A Default by Greece: Why and When?

by Jacob Funk Kirkegaard

Peterson Institute for International Economics
May 16, 2010

The $1 trillion rescue of the eurozone, aimed at averting a spread of contagion from Greece, did nothing to help the Greeks address their underlying and unsustainable fiscal situation. Greece is insolvent and needs to lower its total debt burden before 2012.

As I wrote earlier, the IMF has published its detailed economic analysis [pdf] of the Greek restructuring program, highlighting the substantial risks even under the IMF’s own somewhat optimistic economic assumptions. The IMF’s numbers indicate, for example, that even with the bailout package from the eurozone and the Fund, Greece is expected to cover part of its public financing need through a rollover of short-term debt in the private financial markets as soon as next month.
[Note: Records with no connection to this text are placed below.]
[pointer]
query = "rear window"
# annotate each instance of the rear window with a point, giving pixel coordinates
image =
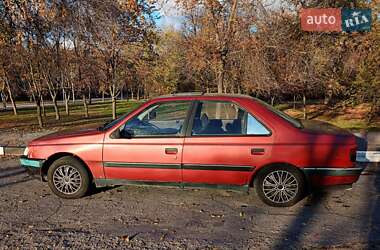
(296, 123)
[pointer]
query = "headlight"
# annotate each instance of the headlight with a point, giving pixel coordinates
(26, 151)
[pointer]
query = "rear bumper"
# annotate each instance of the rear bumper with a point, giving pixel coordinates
(332, 176)
(32, 166)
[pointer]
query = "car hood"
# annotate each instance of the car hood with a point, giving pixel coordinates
(73, 136)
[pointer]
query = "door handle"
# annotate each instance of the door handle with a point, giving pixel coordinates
(257, 151)
(171, 151)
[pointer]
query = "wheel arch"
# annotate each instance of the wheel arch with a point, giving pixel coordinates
(46, 165)
(276, 164)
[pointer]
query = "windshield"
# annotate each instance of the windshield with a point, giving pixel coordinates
(112, 123)
(296, 123)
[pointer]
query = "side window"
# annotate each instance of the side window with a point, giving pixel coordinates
(225, 118)
(254, 127)
(165, 119)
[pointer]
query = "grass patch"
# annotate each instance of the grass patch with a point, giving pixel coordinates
(353, 118)
(98, 113)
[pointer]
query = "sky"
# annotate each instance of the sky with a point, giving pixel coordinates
(171, 17)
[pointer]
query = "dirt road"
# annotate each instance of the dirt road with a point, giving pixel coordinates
(148, 217)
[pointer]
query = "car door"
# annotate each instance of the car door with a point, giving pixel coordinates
(148, 147)
(223, 145)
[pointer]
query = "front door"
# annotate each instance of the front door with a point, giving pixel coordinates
(149, 148)
(224, 145)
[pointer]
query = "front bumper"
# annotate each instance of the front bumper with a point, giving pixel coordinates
(333, 176)
(32, 166)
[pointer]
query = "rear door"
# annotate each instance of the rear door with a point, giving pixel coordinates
(223, 145)
(149, 148)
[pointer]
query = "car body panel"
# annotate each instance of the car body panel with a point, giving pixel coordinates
(208, 160)
(143, 159)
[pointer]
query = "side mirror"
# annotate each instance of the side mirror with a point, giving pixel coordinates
(125, 134)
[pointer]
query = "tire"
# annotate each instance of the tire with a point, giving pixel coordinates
(68, 178)
(272, 191)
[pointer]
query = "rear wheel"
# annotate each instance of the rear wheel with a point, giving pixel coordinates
(68, 178)
(280, 186)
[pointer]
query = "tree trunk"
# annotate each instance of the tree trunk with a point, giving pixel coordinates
(43, 106)
(85, 106)
(113, 106)
(56, 109)
(304, 107)
(73, 92)
(89, 95)
(11, 97)
(67, 98)
(39, 115)
(4, 100)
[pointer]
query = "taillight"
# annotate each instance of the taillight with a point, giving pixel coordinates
(353, 154)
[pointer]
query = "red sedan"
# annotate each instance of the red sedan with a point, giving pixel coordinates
(199, 140)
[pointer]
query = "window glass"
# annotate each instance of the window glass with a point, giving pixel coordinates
(165, 119)
(225, 118)
(254, 127)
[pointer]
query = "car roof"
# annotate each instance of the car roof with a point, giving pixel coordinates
(196, 95)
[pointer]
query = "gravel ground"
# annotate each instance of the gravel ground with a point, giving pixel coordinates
(170, 218)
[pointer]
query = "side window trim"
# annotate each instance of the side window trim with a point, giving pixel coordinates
(195, 107)
(183, 130)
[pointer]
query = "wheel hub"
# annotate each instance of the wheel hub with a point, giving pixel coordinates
(280, 186)
(67, 179)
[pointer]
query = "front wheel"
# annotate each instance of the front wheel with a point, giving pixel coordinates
(280, 186)
(68, 178)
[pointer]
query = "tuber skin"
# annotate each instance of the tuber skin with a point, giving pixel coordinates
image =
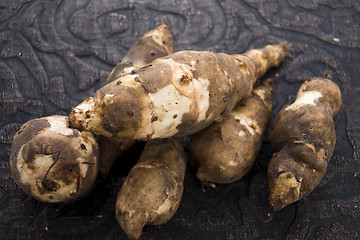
(152, 191)
(156, 43)
(153, 44)
(44, 166)
(302, 141)
(226, 151)
(45, 161)
(176, 95)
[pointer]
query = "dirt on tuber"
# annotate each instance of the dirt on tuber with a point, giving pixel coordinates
(175, 95)
(152, 191)
(302, 141)
(225, 151)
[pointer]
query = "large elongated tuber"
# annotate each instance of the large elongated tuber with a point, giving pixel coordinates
(152, 191)
(55, 163)
(226, 151)
(302, 140)
(175, 95)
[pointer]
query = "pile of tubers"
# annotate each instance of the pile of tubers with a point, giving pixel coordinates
(158, 96)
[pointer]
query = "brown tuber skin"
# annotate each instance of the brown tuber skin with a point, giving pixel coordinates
(48, 163)
(175, 95)
(45, 167)
(226, 151)
(302, 140)
(152, 191)
(153, 44)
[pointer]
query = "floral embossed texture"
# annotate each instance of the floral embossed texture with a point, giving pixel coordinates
(56, 53)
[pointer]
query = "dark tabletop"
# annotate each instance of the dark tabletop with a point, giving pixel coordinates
(56, 53)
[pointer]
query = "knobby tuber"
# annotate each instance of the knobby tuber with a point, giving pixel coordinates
(175, 95)
(225, 151)
(152, 191)
(45, 159)
(302, 140)
(44, 166)
(153, 44)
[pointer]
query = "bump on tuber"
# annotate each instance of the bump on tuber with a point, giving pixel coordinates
(226, 151)
(302, 140)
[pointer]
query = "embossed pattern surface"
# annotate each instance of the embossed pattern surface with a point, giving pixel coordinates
(56, 53)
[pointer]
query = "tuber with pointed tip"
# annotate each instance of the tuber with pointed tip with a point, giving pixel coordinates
(45, 167)
(302, 140)
(225, 151)
(175, 95)
(152, 191)
(152, 45)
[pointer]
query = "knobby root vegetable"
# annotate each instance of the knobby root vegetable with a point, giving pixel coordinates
(302, 140)
(175, 95)
(153, 44)
(44, 166)
(152, 191)
(226, 151)
(46, 160)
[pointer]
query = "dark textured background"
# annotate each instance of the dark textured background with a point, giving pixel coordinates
(55, 53)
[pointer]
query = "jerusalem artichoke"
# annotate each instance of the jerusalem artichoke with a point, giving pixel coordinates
(152, 191)
(175, 95)
(302, 140)
(225, 151)
(44, 166)
(45, 162)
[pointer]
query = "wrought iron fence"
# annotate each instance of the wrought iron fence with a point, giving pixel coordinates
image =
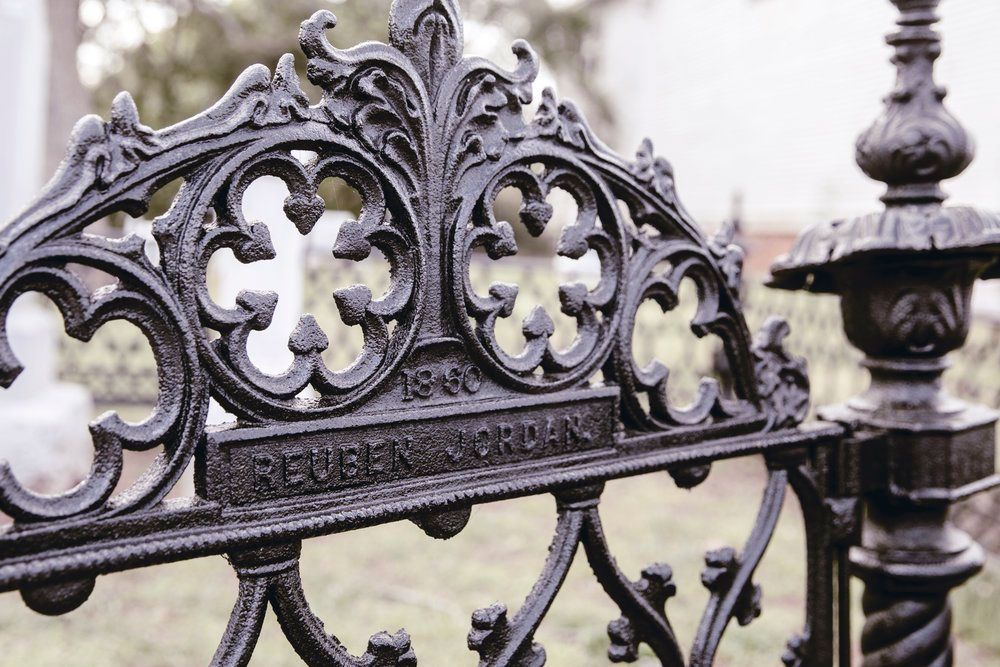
(118, 367)
(444, 408)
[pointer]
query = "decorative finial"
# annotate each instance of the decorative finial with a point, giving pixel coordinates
(916, 143)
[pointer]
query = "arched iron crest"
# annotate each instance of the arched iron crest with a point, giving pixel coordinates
(434, 415)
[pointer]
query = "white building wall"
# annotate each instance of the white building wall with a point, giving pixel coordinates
(767, 97)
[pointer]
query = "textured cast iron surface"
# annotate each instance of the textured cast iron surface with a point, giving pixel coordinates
(434, 415)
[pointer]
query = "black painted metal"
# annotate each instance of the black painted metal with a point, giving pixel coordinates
(905, 278)
(434, 416)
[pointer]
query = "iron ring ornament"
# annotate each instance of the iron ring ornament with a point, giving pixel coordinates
(434, 416)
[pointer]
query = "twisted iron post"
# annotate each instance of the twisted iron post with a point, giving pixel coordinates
(905, 276)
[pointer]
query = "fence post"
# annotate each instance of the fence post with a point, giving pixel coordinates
(905, 277)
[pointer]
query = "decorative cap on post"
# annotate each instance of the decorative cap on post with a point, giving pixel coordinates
(914, 145)
(905, 278)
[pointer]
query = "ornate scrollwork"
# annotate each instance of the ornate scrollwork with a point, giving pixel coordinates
(649, 282)
(783, 382)
(240, 385)
(271, 576)
(142, 300)
(428, 138)
(595, 310)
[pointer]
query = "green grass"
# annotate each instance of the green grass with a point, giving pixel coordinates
(394, 576)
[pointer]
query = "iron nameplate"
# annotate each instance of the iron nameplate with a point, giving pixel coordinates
(250, 465)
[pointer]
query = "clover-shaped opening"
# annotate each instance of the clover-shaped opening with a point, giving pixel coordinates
(320, 281)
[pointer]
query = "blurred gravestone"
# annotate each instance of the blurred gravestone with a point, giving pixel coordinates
(42, 420)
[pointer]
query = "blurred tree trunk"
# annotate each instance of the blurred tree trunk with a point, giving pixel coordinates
(68, 99)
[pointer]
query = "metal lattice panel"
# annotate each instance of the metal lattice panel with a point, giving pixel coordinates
(435, 414)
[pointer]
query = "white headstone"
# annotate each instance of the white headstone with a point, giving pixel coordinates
(43, 421)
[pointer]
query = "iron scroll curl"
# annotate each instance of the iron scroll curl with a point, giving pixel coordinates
(428, 138)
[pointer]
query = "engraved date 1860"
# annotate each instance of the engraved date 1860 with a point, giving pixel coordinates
(431, 381)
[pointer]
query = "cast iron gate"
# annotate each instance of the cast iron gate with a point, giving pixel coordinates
(435, 416)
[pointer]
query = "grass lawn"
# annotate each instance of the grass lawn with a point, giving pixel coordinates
(394, 576)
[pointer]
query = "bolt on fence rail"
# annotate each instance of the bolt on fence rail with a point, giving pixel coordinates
(436, 414)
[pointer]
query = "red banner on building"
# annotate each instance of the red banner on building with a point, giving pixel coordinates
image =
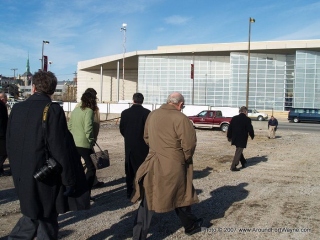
(192, 71)
(45, 63)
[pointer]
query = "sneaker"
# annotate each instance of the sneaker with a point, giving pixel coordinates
(98, 185)
(196, 227)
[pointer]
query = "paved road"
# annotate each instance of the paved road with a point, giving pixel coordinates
(288, 126)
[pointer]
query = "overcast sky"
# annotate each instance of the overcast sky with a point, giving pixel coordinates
(85, 29)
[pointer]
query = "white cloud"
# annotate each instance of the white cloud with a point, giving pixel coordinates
(176, 20)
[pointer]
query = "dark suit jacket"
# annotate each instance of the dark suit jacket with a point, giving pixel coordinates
(132, 128)
(26, 152)
(239, 128)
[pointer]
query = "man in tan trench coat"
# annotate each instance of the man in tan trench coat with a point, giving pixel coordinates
(164, 180)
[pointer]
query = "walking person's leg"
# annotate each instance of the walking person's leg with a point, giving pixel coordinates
(142, 221)
(91, 170)
(189, 221)
(273, 131)
(26, 228)
(236, 158)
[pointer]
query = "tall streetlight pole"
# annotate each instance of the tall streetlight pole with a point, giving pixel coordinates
(123, 29)
(251, 20)
(14, 73)
(43, 42)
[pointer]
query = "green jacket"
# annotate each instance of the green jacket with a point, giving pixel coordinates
(81, 126)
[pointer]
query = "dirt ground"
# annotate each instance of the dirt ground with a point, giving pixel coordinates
(275, 197)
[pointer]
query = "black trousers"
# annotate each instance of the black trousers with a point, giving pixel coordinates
(131, 168)
(144, 216)
(42, 228)
(2, 160)
(237, 157)
(91, 169)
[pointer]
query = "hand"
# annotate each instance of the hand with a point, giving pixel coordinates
(70, 190)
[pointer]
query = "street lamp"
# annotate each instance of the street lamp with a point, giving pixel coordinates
(251, 20)
(14, 72)
(43, 42)
(123, 29)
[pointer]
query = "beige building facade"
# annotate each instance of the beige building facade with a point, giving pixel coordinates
(282, 74)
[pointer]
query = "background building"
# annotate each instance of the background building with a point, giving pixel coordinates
(283, 74)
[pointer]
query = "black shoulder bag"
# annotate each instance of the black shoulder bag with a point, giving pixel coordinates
(52, 167)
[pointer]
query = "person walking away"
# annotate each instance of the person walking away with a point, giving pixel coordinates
(40, 201)
(96, 129)
(131, 128)
(164, 180)
(81, 126)
(3, 130)
(272, 126)
(239, 129)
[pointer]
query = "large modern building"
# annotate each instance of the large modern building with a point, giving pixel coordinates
(283, 74)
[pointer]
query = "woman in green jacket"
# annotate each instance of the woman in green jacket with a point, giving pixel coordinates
(81, 126)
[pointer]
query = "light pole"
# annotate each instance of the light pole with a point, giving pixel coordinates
(14, 73)
(123, 29)
(251, 20)
(43, 42)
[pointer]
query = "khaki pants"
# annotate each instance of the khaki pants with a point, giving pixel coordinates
(272, 132)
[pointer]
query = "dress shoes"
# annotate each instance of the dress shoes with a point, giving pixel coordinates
(235, 169)
(196, 227)
(5, 174)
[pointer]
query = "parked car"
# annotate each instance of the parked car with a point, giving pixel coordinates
(210, 119)
(254, 114)
(304, 115)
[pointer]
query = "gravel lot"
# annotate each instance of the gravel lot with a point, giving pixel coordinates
(275, 197)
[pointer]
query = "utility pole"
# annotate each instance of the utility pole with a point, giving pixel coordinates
(14, 72)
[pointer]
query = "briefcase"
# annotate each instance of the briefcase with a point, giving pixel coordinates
(100, 159)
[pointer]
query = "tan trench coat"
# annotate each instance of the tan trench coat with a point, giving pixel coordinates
(167, 172)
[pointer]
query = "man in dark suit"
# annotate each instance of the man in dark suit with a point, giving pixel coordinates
(40, 201)
(3, 129)
(132, 129)
(239, 128)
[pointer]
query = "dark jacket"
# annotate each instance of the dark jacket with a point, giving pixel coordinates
(25, 147)
(239, 128)
(131, 128)
(3, 128)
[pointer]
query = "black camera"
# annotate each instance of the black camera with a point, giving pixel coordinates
(51, 168)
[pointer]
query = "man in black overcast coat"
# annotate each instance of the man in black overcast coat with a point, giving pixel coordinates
(132, 124)
(239, 128)
(40, 202)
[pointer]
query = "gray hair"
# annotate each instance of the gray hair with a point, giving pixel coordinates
(175, 98)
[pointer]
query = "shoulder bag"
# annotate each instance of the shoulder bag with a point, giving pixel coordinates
(100, 159)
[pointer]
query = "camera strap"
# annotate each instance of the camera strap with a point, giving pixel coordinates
(44, 128)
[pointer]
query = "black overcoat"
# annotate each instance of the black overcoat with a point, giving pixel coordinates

Moreover, the IMF also envisions that Greece will be able to roll over long-term debt as soon as Q1 2012, at a time when Greece is expected to have a total debt burden of 145 percent of GDP. These steps will almost certainly prove impossible at low interest rates necessary for Greece to keep its primary deficit from exploding. The IMF itself assumes in its baseline scenario a 1 percent primary surplus in 2012 and total Greek interest payments of 7.5 percent of GDP—i.e., an implied cost of refinancing of 5 percent or so for 145 percent of GDP of debt.